Class definitions can be extremely difficult for plaintiffs. In addition to holding that merits-based class definitions cannot support certification, courts have begun to hold that some definitions are simply too broad. Overbroad definitions usually are symptomatic of other problems with the proposed class.
Want an example? Take the case of Kemblesville HHMO Center LLC v. Landhope Realty Co., 2011, U.S. Dist. LEXIS 83324 (E.D. Pa. Jul. 28, 2011).
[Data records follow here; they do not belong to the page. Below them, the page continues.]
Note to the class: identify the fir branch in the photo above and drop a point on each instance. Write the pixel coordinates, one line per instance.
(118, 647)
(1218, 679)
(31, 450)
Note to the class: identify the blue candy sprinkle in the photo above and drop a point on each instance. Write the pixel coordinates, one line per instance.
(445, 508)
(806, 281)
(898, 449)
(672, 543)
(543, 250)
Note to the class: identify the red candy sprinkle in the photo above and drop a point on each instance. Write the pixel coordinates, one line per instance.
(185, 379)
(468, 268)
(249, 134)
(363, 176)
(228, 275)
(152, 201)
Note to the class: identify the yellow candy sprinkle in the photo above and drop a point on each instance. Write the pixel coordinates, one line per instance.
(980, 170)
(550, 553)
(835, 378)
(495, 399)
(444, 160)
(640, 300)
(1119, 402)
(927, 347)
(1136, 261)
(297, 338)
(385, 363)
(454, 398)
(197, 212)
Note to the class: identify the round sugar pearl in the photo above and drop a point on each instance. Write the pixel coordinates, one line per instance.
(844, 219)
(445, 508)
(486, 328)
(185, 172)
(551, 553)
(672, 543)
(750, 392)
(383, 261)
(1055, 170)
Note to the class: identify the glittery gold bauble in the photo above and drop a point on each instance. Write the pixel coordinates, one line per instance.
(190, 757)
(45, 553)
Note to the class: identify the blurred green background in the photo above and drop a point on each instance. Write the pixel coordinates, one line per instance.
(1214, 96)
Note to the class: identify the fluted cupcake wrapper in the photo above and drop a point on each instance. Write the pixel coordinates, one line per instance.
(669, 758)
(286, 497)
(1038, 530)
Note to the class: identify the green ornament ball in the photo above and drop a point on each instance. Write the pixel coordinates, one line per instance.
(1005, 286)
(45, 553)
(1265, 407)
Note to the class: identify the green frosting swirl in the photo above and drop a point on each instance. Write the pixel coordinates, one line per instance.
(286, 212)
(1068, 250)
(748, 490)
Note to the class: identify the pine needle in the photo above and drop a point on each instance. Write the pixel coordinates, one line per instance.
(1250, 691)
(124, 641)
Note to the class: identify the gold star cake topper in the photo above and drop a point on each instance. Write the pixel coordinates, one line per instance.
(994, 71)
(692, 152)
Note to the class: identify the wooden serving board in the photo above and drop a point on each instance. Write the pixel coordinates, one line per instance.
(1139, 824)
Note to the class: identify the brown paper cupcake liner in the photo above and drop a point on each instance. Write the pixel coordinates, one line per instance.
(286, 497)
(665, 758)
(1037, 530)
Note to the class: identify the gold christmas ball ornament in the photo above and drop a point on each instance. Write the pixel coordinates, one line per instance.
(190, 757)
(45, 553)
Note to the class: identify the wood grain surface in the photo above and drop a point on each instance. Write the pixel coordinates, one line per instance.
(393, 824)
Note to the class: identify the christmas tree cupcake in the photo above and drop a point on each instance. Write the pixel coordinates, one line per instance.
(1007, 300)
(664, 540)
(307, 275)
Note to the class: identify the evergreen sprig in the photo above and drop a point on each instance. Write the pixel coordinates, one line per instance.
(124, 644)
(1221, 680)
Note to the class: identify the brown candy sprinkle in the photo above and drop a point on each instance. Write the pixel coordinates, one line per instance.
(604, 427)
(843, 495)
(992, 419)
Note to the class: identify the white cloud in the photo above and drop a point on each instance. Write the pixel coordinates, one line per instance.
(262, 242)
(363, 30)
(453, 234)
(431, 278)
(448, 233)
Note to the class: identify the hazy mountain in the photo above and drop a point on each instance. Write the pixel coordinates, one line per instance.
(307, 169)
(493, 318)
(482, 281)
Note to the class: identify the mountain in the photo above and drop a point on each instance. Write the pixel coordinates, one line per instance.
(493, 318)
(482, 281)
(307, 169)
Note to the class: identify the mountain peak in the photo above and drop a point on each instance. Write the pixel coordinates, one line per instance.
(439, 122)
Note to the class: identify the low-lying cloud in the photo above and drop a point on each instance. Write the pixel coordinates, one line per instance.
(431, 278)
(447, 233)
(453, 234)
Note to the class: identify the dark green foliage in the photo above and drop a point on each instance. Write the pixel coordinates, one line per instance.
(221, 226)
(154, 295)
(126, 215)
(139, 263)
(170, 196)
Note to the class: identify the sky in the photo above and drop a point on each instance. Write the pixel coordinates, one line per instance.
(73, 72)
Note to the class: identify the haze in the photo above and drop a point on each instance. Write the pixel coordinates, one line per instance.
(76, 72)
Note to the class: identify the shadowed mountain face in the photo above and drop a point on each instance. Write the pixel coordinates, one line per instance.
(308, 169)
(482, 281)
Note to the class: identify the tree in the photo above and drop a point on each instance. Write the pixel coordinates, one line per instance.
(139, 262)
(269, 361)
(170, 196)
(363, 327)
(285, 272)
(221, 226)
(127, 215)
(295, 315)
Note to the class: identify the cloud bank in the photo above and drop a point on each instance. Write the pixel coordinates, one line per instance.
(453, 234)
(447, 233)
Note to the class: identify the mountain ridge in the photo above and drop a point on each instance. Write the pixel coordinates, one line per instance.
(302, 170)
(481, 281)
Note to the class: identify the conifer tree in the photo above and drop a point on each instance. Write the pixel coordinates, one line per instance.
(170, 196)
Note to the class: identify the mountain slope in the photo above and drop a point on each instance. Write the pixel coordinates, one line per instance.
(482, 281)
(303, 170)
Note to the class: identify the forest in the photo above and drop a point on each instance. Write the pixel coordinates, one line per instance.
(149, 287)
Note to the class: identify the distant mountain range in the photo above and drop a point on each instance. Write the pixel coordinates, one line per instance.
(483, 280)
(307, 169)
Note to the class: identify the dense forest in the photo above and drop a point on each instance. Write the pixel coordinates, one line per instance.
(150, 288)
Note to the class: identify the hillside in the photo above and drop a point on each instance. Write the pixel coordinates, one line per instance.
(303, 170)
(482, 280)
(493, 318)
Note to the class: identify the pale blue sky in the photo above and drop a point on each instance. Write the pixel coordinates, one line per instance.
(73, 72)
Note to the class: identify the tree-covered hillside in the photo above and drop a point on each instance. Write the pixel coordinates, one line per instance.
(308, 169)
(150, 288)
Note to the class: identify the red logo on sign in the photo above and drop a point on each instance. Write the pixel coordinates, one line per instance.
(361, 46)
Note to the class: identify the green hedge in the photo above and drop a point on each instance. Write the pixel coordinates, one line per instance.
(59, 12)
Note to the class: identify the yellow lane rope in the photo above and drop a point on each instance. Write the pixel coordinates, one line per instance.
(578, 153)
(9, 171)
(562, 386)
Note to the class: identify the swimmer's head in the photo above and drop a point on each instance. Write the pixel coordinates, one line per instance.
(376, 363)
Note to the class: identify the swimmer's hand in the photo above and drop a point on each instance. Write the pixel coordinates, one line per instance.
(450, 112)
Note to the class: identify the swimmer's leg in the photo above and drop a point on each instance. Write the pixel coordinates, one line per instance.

Kemblesville concerns the dispersion of methyl tertiary-butyl ether (MTBE), a gasoline additive that helps reduce harmful automobile emissions, but which can contaminate groundwater under the wrong circumstances.
In Kemblesville, the plaintiffs sued based on a theory that the presence of MTBE in a few sites surrounding a gas station diminished the value of property out to a 2,500-foot (roughly, half-mile) radius. (They referred to this as the "stigma class," because the reduced property values would come from the stigma of being located near the contamination.) The plaintiffs asked the court to certify a class of all property owners within that radius.
The court began by noting the burden plaintiff carries in arguing for certification, and the fact that "[t]he requirements set out in Rule 23 are not mere pleading rules." It also articulated why overly broad class definitions are not a good idea.
"The class must be sufficiently identifiable without being overly broad. Overbroad class descriptions violate the definiteness requirement because they include individuals who are without standing to maintain the action on their own behalf."
(Emphasis added, internal citations and quotation omitted.) The plaintiffs tried to avoid any overbreadth by claiming that the relationship between the alleged contamination and the geographic boundary of their class was a "merits issue." (This was an extremely odd choice. A number of courts have held that a class definition is fatally flawed if it requires a determination on the merits to decide who is in the class. While technically, the only merits question here was whether the plaintiffs' "objective" definition was reasonable, invoking the specter of a merits inquiry still seems self-defeating.) Nevertheless, the court disagreed.:
Plaintiffs' proposed class includes properties simply because they exist, irrespective of any actual connection to Defendants' activities. The Court does not at this stage require Plaintiffs to adduce definitive evidence about the specific amount and effect of MTBE dispersion. However, to enable this Court to conclude that there is a reasonable relationship between the relevant MTBE release and the proposed class area, Plaintiffs need to adduce some evidence of dispersion that indicates MTBE may have traveled, or will ever travel, near a radius of 2,500 feet.
Finally, the court also found a numerosity problem that stemmed from the overbreadth of the class.
However, because this class definition is too overbroad, I cannot accept Plaintiffs' numerosity argument. Plaintiffs have failed to provide evidence that MTBE contamination is present throughout the class area.
According to Plaintiffs, many properties are in contaminated or soon-to-be contaminated areas. However, that estimate is purely speculative, and conclusory allegations do not satisfy Rule 23(a)(1)'s numerosity requirement.
(Emphasis added.) So what can defense lawyers take from this ruling? Don't be afraid to challenge an overly broad class definition. Even if it looks "objective," if a class sweeps too many potential members in, determining who is actually entitled to relief will require individualized inquiries. That is not merely a problem with predominance or commonality; it can also be a problem with the definition itself.